Abstract: This paper proposes a multidimensional diffraction vortex beam recognition method based on deep learning algorithms, aiming to address the challenges of Orbital Angular Momentum (OAM) mode recognition in vortex beams (Vortex Beam) caused by atmospheric turbulence and propagation distance in Free-Space Optical Communication (FSO) systems. Vortex beams, due to their orthogonal and infinitely scalable OAM modes, have broad applications in optical communications, quantum computing, and optical tweezer systems.
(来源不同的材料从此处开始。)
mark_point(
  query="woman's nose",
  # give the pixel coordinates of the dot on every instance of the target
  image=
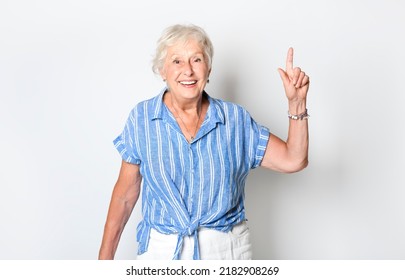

However, traditional OAM recognition methods rely on precision optical equipment and stringent optical path stability, making them ill-suited to handle beam distortion and mode crosstalk induced by turbulence and propagation distance. In this paper, by simulating the diffraction field of vortex beams and incorporating deep learning algorithms, we propose a solution capable of simultaneously recognizing the OAM modes and propagation distances of vortex beams. Specifically, we generate multiple coherently superimposed vortex beams using a Spatial Light Modulator (SLM) and simulate beam propagation in real communication environments using an improved non-Kolmogorov atmospheric turbulence model and angular spectrum diffraction method. By introducing the Swin-Transformer deep learning model, we achieve efficient recognition of vortex beam OAM modes and propagation distances. Experimental results demonstrate that expanding OAM multiplexing types using OAM mode sets (such as {1, 2, 3} and {1, 2, 3, 4}) significantly improve recognition accuracy and robustness compared to single OAM modes. In 32-class and 64-class classification tasks, the validation set accuracy of the experimental group reaches 99.4% and 99.8%, respectively, significantly outperforming the control group. This method provides a new solution for demodulation in free-space OAM communication systems and demonstrates the immense potential of deep learning in vortex beam recognition. The research offers novel insights into overcoming the challenges of OAM mode recognition in vortex beams under the influence of turbulence and propagation distance, contributing significantly to the advancement of free-space optical communications, quantum communications, and optical sensing fields.